I installed it having it pointing at #1 and the engine would not start. The only way to get it to start having it pointing at #1 is to turn the dizzy so far that the vacuum can hits the intake and even then, it's so retarded it barely wants to idle. The wires are custom fit and if I try to reset the wires, some of them aren't long enough and others are too long. It almost sounds like the timing gears are off, but it run too damn well to be that. The car runs great with it pointing at #2. If I look at my GM service manual, the wires are in the same positions as in the book. #1 and #8 posts make a "V" to the rear intake runner and the rear of the carb. If I move the wires to where they would need to be by rotating the dizzy, #1 post would be pointing at the master cylinder and #8 would be pointing at toward #1 cylinder. Completely wrong.

MonzaRacer
10-14-2009, 06:34 AM
Ok, mark the cap and the distributor at number one. now pull the cap making note where you want the cap oriented.
Now rotate the engine till your up on number one, use a wrench to pull it up to the timing mark, set the TDC at around 12 to 16 initial and back the rotor up a couple of teeth. Take your time and watch your rotor, if the distributor doesnt sit all the way down simply hold dist in place and hand rotate engine till dist drops in, then back up to number one again.
making sure number one is lined up at distributor and timing mark is in the 12 to 16 degree range at timing tab. Then snug down the hold down. This should get you started then use a timing light to verify base timing.
I start pretty much in this area then adjust from there.
My tuning style is base for best starting ,yet advanced enough to achieve proper curve with centrifugal and vacuum advance.
Most wedge engines like static timing around the 32 to 36 (base timing and centrifugal added together)but tuning for best power is in this area. I advance base timing till I see either power loss or bucking the starter.
Now after dialing in these and adjusting the carb idle speed and mixture, THEN you hook up the vacuum advance to manifold vacuum, then readjust the idle speed, and only if needed you refine tune the idle mixture but it should be close.
Now the reason you use manifold vacuum is that at cruise is that it gives you mileage.
Tailoring your curve is how you make power and performance with mileage. some cars want a slower vacuum curve or less and this is achieved with adjustable vacuum can.
The total is this, initial+centrifugal+vacuum, and this can total up to 50-60 degrees advance. Too many people limit thier engines and hamstring them.
My 402 bigblock chevy runs 18 initial on 94 Sunoco and 14 intial on most 92/93 octane fuels, I have an HEI with stock weights but use 2 of the lightest springs on it and an unmodified centrifugal stop and manifold vacuum.

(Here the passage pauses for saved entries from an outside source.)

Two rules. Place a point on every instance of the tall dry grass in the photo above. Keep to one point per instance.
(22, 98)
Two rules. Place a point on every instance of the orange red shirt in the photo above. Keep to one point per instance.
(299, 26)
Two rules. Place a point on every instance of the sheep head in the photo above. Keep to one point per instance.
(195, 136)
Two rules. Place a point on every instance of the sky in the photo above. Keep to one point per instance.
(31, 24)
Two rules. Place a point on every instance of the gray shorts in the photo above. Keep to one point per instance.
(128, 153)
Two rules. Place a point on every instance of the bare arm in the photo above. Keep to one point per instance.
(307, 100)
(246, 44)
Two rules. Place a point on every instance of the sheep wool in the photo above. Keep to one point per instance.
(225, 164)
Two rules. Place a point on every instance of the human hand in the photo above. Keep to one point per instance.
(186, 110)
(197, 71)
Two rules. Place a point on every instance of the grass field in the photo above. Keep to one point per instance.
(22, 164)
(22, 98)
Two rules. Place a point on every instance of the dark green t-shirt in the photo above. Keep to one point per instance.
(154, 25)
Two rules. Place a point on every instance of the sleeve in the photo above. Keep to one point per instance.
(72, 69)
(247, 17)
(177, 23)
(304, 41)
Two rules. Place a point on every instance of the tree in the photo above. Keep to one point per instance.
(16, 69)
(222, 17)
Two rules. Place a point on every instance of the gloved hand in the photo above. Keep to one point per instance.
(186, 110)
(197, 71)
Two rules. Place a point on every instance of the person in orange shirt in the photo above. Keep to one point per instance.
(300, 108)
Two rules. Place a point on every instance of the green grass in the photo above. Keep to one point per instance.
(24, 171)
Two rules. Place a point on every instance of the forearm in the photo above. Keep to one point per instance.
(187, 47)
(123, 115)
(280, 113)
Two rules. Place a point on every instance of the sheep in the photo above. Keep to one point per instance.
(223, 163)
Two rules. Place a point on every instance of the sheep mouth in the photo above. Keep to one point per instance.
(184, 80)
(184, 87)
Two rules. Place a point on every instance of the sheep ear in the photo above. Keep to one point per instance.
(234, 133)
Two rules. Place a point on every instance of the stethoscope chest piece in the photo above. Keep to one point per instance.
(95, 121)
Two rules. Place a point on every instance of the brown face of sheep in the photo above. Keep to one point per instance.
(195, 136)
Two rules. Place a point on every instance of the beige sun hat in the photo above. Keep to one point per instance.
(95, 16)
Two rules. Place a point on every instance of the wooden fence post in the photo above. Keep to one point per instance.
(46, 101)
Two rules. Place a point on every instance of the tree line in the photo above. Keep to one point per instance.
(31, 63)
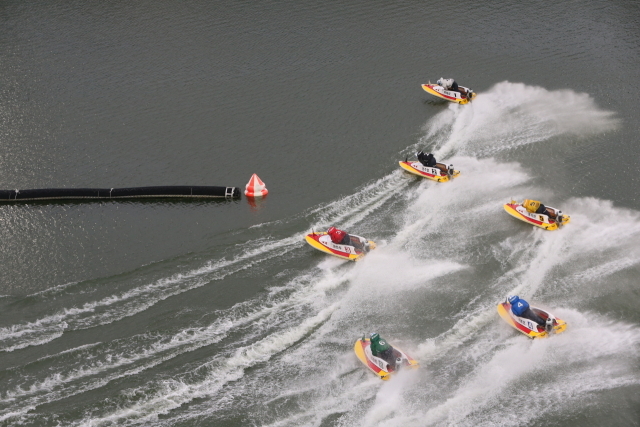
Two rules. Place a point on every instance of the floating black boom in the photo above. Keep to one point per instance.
(119, 193)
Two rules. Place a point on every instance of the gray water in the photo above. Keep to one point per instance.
(217, 313)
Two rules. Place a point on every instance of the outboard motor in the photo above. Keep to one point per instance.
(548, 327)
(398, 363)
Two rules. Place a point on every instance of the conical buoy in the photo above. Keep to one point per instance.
(255, 187)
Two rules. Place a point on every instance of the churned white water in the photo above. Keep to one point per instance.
(449, 254)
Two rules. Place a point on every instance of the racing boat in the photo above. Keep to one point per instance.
(359, 247)
(440, 173)
(530, 328)
(553, 222)
(463, 96)
(382, 368)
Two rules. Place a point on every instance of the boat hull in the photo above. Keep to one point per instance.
(528, 327)
(449, 95)
(377, 365)
(434, 174)
(518, 211)
(322, 242)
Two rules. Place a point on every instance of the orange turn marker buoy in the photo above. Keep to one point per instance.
(255, 187)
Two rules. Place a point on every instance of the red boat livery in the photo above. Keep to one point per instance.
(359, 247)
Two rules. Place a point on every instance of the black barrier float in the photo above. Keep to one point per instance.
(175, 191)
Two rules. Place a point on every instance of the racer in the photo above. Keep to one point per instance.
(520, 308)
(381, 348)
(426, 159)
(448, 84)
(535, 206)
(339, 237)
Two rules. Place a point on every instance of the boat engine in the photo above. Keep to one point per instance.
(398, 363)
(548, 327)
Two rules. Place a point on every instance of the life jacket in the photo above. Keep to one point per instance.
(446, 83)
(378, 345)
(336, 235)
(531, 205)
(519, 306)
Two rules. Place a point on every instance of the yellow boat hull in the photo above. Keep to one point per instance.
(341, 251)
(426, 172)
(448, 95)
(374, 363)
(538, 220)
(504, 309)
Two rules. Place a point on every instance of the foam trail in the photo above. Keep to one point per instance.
(355, 207)
(175, 393)
(510, 115)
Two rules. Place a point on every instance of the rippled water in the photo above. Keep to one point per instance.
(217, 313)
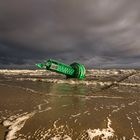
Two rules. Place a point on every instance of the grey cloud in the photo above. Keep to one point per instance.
(100, 33)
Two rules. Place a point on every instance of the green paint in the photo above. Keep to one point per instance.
(75, 70)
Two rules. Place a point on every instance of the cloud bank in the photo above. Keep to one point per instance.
(97, 33)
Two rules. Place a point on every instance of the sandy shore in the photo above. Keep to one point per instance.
(42, 105)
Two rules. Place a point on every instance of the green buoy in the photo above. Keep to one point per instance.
(74, 70)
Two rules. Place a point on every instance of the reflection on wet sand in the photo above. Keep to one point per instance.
(106, 106)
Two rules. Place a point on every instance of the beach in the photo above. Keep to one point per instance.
(41, 105)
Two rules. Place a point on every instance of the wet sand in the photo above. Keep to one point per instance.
(38, 105)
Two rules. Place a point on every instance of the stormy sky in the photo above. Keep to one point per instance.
(97, 33)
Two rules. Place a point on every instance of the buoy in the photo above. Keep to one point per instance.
(74, 70)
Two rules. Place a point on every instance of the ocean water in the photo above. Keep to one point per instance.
(40, 105)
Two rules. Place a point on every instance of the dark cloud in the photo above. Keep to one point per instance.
(98, 33)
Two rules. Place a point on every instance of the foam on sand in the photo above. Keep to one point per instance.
(103, 134)
(16, 123)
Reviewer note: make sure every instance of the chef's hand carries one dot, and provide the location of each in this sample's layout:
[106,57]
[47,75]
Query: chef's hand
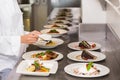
[30,38]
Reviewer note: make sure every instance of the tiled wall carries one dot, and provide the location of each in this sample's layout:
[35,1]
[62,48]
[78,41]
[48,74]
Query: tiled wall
[113,18]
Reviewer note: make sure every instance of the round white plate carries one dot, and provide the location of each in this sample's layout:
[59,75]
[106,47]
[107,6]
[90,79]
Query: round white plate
[57,42]
[100,56]
[75,46]
[28,55]
[51,26]
[61,31]
[57,22]
[69,69]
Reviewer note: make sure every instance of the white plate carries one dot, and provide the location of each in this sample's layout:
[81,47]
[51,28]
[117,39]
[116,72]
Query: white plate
[55,22]
[51,26]
[69,69]
[61,31]
[100,56]
[75,46]
[57,42]
[53,65]
[28,55]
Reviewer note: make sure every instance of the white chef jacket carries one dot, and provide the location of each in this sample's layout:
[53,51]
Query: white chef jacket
[11,28]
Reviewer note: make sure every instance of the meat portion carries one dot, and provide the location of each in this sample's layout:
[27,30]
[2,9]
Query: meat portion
[86,55]
[84,44]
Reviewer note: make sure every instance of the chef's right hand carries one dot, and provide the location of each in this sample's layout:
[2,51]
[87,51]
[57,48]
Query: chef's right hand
[29,38]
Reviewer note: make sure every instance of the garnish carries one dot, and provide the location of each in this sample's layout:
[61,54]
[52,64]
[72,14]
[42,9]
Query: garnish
[48,51]
[36,63]
[89,65]
[53,31]
[40,54]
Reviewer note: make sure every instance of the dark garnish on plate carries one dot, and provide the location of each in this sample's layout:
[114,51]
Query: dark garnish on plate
[87,55]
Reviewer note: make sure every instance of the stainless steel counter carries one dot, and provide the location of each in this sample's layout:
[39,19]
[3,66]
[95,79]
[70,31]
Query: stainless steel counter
[100,33]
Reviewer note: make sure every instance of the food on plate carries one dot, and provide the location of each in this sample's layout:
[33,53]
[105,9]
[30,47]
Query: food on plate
[85,45]
[86,55]
[87,69]
[53,31]
[51,43]
[47,55]
[65,10]
[57,26]
[59,21]
[37,67]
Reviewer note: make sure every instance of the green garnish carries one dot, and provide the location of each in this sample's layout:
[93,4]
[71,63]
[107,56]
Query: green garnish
[36,64]
[40,54]
[48,51]
[53,31]
[89,65]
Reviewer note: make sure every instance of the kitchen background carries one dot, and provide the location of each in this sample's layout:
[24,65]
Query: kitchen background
[36,12]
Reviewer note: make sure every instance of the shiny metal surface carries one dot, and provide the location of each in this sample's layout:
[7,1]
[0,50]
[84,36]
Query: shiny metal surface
[110,47]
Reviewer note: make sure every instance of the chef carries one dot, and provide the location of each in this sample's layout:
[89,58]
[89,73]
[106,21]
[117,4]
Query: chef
[13,39]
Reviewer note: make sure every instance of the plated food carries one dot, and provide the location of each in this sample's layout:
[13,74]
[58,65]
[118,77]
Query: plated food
[42,55]
[84,45]
[54,42]
[86,56]
[37,68]
[86,70]
[54,32]
[56,26]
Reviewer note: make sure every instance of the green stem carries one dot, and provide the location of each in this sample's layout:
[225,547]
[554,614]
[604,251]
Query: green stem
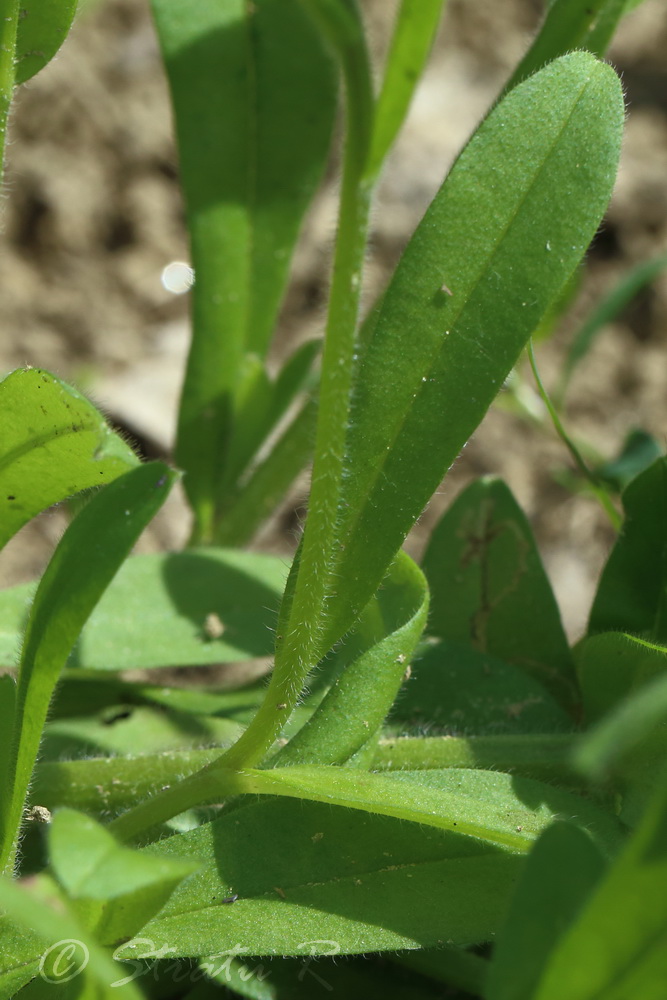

This gave me one curve of 58 total and one of 54 and with little or no ping/knock(very slight in hot temps,but in winter I could run the higher with no issue) and in a 4000lb 70 Monte Carlo and 3:55 gears got 14 to 15 mpg.
My 355 roller runs 60 total, 18 initial and rest is in centrifugal with limiter modified and light springs, and with that engine(first incarnation)would make 18mpg in my 71 Monte with 2:73 gears and when switched to my 78 C10 it got around 14 to 16. After building newer 355 all fresh and new and better heads and all it still liked the same curve.
Too many people take timing out, or limit that and wonder why their engine gets crappy mileage.
I was taught to give as much timing as engine wanted to make best power THEN add in the vacuum advance for mileage. Most engines surprise me.
Also remember more timing = engine thinking its richer fuel wise. Old time tuner who taught me a lot explained it as this, the cam has over lap, the more advance the farther away from overlap the spark is and tada richer mixture as less "blow down" the timing will experience.
Good luck, hope I havent confused and if you need to ask a question just give me a PM.